Verbier, Salle des Combins. 3 Agosto 2025.

Il Festival di Verbier solitamente si chiude nei primi giorni di agosto, poco prima dell’avvio dell’altro grande appuntamento svizzero, quello di Lucerna, che prosegue fino a settembre inoltrato. Sulla carta, la serata conclusiva di quest’anno aveva tutti i presupposti per essere memorabile, data la presenza di due artisti di grande notorietà e di riconosciuto carisma, quali la pianista Katia Buniatishvili e il direttore Paavo Järvi. Le promesse però sono state mantenute solo in parte.

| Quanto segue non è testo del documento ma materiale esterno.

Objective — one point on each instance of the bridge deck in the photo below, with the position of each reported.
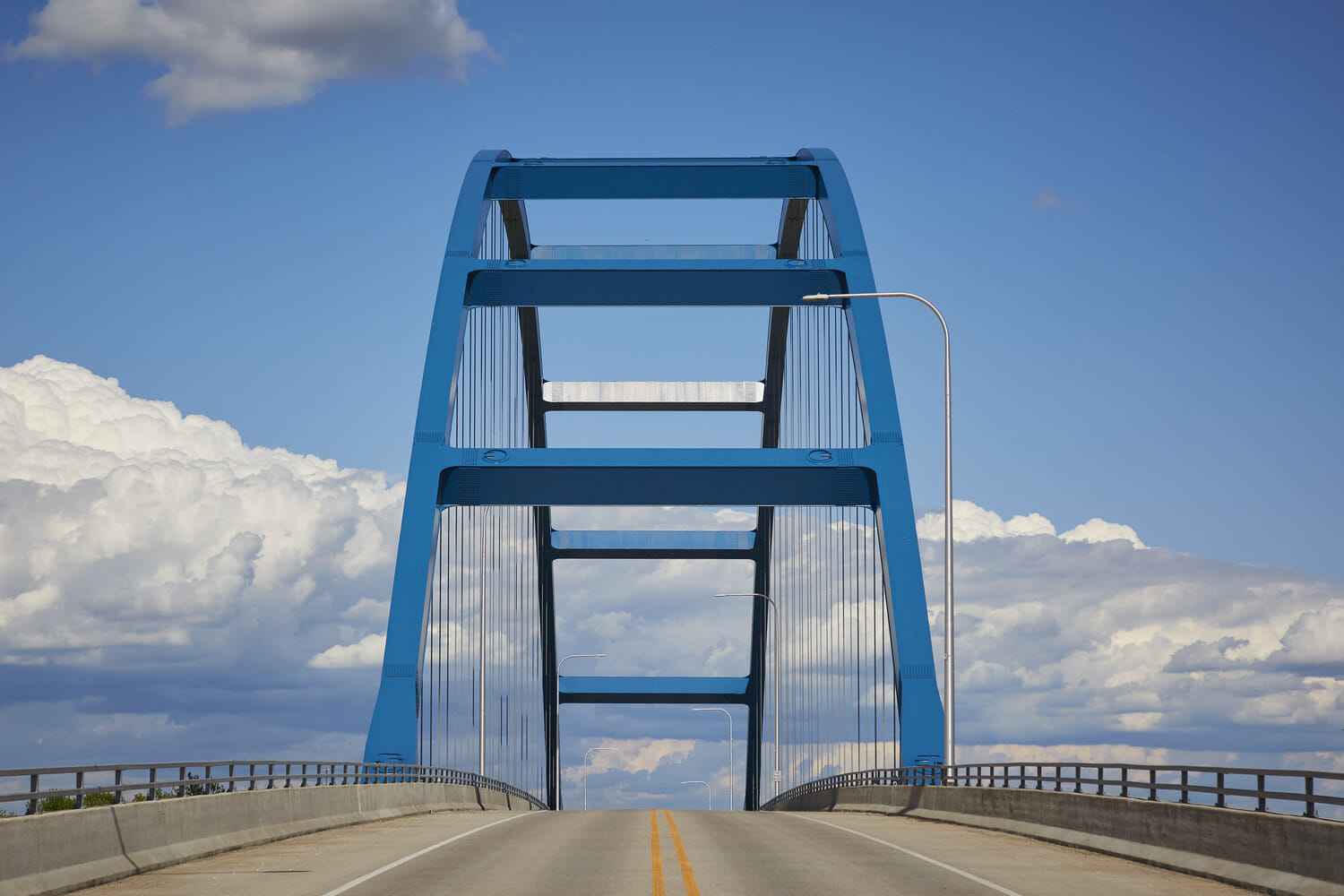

La prima parte del concerto è stata dedicata al Concerto per pianoforte e orchestra n. 1 di Tchaikovsky, una pagina tra le più celebri e popolari del repertorio romantico. Fin dal primo movimento, le visioni dei due interpreti non sono però apparse perfettamente allineate. Il maestro Järvi ha scelto un tempo di base solido e armonico, chiedendo all’orchestra un respiro ampio e ricercando spazio per le sfumature; la Buniatishvili, per contro, ha progressivamente accelerato con gli accordi iniziali del pianoforte, mantenendo per l’intero movimento un approccio di grande brillantezza tecnica, ma meno incline al respiro. L’impressione è stata pertanto quella di due prospettive che procedevano in parallelo senza fondersi del tutto: il direttore intento a scolpire il fraseggio, la pianista concentrata soprattutto sul virtuosismo, sul caos e sull’impatto immediato.

Nel secondo movimento l’equilibrio si è in parte ricomposto: qui il fraseggio morbido e il carattere lirico della pagina hanno permesso alla Buniatishvili di allentare la frenesia e di esprimere un tocco più sfumato, dialogando con l’orchestra in modo più disteso. Il terzo movimento è invece tornato su tempi estremamente rapidi, quasi frenetici, in cui la ricerca dell’effetto ha spesso prevalso sulla costruzione del discorso musicale. Non si può negare che il controllo tecnico della pianista sia stato straordinario, ma l’impressione complessiva è stata quella di un’interpretazione che, pur colpendo l’orecchio e la vista, ha sacrificato la profondità e la coerenza espressiva, senza peraltro trovare un efficace contraltare nella pur sapiente conduzione del maestro Järvi. Esito ne è stato un’esecuzione pregevole, ma non da ricordare.  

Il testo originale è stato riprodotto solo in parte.